Recent studies have reported that AUR exerts anti-inflammatory effects as evidenced by suppressing inflammatory responses in the ischemic brain and by ameliorating LPS-induced inflammation in the mouse brain [36,37,38]. Since 0.2 μM AUR can significantly decrease the secretion of CCL5 secreted by LPS-stimulated oral epithelial cells [39], we speculated that AUR might be beneficial to Arid1a cKO mice after TBI. To test this hypothesis, we subcutaneously administered AUR at a dosage of 25 mg/kg/day for 3 consecutive days before TBI and for 7 consecutive days after TBI. Such a dosage of AUR can efficiently act as an anti-inflammatory agent in the mouse brain with ischemic surgery [28]. We then performed IF staining and observed that AUR treatment significantly reduced the accumulation of microglia at lesion sites in the cKO group at 7 dpi (Fig. 7a-b). Similarly, the aggregation of astrocytes in the cKO group was also significantly reduced following AUR treatment (Fig. 7a and c). Subsequent analyses revealed a notable decrease in the density of microglia near the injury site in the cKO group following AUR treatment (Fig. 7d-e). Consistently, transwell migration assay proved that treatment of AUR did reduce the migration of Arid1a cKO microglia (Fig. S10a-b).
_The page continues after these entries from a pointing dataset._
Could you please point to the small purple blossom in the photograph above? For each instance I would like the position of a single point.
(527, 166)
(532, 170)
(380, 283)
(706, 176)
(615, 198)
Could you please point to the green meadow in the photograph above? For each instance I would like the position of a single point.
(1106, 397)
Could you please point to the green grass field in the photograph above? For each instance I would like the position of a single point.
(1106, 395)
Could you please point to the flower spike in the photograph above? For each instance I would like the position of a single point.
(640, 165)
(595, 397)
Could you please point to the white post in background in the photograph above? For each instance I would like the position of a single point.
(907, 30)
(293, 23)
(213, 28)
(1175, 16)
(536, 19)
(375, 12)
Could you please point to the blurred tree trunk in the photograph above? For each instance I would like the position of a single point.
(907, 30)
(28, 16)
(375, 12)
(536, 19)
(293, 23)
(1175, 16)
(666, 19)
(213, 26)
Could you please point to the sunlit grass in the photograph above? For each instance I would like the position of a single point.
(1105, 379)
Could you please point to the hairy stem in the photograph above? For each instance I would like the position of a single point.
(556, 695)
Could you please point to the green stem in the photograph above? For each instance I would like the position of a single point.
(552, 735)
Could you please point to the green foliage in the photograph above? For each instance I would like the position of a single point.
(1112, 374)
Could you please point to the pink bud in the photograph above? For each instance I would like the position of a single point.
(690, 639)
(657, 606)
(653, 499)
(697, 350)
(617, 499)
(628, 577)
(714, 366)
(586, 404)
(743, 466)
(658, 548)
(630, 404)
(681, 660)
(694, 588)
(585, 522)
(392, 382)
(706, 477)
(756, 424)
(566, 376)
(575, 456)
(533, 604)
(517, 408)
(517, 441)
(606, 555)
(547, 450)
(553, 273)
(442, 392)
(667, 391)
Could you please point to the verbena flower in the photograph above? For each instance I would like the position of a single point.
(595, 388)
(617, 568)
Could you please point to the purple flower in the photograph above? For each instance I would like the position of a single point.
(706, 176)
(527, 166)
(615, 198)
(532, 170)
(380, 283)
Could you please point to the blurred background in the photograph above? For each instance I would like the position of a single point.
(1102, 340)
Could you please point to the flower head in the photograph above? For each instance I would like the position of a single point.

Additionally, we observed that AUR treatment effectively attenuated the percentage of pro-inflammatory state (CD16/32+ microglia) from 28% down to 19% in Arid1a cKO primary microglia (Fig. 7f-h).

Fig. 7

Auraptene treatment alleviates the formation of glial scar in Arid1a cKO mice following TBI. a Representative image of IF staining for Iba1(red), GFAP (green) and nuclei (DAPI, blue) in the auraptene-treated brains at 7 dpi. Scale bars: left panel, 1,000 μm; right panel, 100 μm. b, c Quantification of Iba1+ (b) and GFAP+ area (c) at 7 dpi. n = 3. d Representative images of Iba1 (red) immunostaining around the injury sites at 7 dpi. The injury tracks are indicated by the yellow lines. n = 3. Scale bar: 50 μm. e Quantification of the density of Iba1+ cells around the lesion sites at 7 dpi. f-h AUR represses inflammatory response of Arid1a cKO microglia upon LPS-stimulation. Representative images of flow cytometric analysis in vitro (f). Quantification of CD16/32+ microglia (g) and CD206+ microglia (h) in the flow cytometric assay. n = 3 or 4. Data are presented as mean ± SEM; ns, no significance; *P < 0.05; **P < 0.01; ***P < 0.001

Altogether, this study provides evidence that Arid1a plays a crucial role in regulating microglial migration and reactivity in response to TBI. Microglial ARID1A deficiency leads to exacerbated glial scar formation and elevated inflammation through the upregulation of CCL5. Importantly, treatment with AUR ameliorates the deficits of Arid1a cKO mice after TBI.